Why should you care about this seemingly academic debate? As organizations are looking for ways to give them an edge in businesses, they are employing techniques beyond the simple roll-up and drill-down capabilities that SQL provides. Building a SQL query engine on top of a general runtime unifies many disparate, powerful models, such as batch, streaming, machine learning. It enables data scientists and engineers to employ more sophisticated methods faster. Ideas from Shark were embraced quickly and even inspired some of the major efforts in speeding up Hive.
From Shark to Spark SQL
Shark built on the Hive codebase and achieved performance improvements by swapping out the physical execution engine part of Hive.
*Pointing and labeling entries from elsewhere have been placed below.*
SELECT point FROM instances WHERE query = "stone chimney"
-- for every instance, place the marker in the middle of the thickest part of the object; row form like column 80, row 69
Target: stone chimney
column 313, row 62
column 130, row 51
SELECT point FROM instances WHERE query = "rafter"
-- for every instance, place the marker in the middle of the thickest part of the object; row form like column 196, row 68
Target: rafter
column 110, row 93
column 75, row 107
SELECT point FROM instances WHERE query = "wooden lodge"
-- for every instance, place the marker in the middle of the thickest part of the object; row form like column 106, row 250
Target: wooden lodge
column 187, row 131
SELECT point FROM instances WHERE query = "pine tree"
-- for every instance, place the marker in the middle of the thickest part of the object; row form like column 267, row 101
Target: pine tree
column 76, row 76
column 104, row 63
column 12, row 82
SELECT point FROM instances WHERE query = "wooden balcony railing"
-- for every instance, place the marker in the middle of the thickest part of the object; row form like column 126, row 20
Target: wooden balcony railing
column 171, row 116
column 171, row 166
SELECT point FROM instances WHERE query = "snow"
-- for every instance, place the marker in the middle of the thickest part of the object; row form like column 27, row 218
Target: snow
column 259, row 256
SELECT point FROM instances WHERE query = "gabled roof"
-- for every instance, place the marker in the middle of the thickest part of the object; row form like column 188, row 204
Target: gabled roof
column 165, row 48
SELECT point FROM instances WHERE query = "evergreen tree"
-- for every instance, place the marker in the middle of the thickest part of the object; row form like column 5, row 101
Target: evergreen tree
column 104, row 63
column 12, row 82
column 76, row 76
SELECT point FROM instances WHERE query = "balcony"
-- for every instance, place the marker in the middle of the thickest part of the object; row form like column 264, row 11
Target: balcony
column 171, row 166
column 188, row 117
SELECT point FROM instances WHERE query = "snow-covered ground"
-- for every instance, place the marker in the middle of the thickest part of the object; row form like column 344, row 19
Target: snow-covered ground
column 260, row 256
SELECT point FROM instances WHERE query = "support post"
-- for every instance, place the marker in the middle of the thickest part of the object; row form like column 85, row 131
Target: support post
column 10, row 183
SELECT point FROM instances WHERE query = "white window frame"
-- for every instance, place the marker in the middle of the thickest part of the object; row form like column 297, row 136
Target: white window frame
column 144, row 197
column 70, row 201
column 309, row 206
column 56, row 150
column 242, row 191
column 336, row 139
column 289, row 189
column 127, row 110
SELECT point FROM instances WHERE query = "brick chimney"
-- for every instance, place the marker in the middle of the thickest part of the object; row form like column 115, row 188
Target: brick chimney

While this approach enabled Shark users to speed up their Hive queries, Shark inherited a large, complicated code base from Hive that made it hard to optimize and maintain. As we moved to push the boundary of performance optimizations and integrating sophisticated analytics with SQL, we were constrained by the legacy that was designed for MapReduce.
It is for this reason that we are ending development in Shark as a separate project and moving all our development resources to Spark SQL, a new component in Spark. We are applying what we learned in Shark to Spark SQL, designed from ground-up to leverage the power of Spark. This new approach enables us to innovate faster, and ultimately deliver much better experience and power to users.
For SQL users, Spark SQL provides state-of-the-art SQL performance and maintains compatibility with Shark/Hive. In particular, like Shark, Spark SQL supports all existing Hive data formats, user-defined functions (UDF), and the Hive metastore. With features that will be introduced in Apache Spark 1.1.0, Spark SQL beats Shark in TPC-DS performance by almost an order of magnitude.
For Spark users, Spark SQL becomes the narrow-waist for manipulating (semi-) structured data as well as ingesting data from sources that provide schema, such as JSON, Parquet, Hive, or EDWs. It truly unifies SQL and sophisticated analysis, allowing users to mix and match SQL and more imperative programming APIs for advanced analytics.
For open source hackers, Spark SQL proposes a novel, elegant way of building query planners. It is incredibly easy to add new optimizations under this framework. We have been completely overwhelmed by the support and enthusiasm that the open source community has shown Spark SQL, largely thanks to this new design. Already after merely three months, over 40 contributors have contributed code to it. Thank you.
Hive on Spark Project (HIVE-7292)
While Spark SQL is becoming the standard for SQL on Spark, we do realize many organizations have existing investments in Hive. Many of these organizations, however, are also eager to migrate to Spark. The Hive community proposed a new initiative to the project that would add Spark as an alternative execution engine to Hive. For these organizations, this effort will provide a clear path for them to migrate the execution to Spark. We are delighted to work with and support the Hive community to provide a smooth experience for end-users.
In short, we firmly believe Spark SQL will be the future of not only SQL, but also structured data processing on Spark. We are hard at work and will bring you a lot more in the next several releases. And for organizations with legacy Hive deployments, Hive on Spark will provide them a clear path to Spark.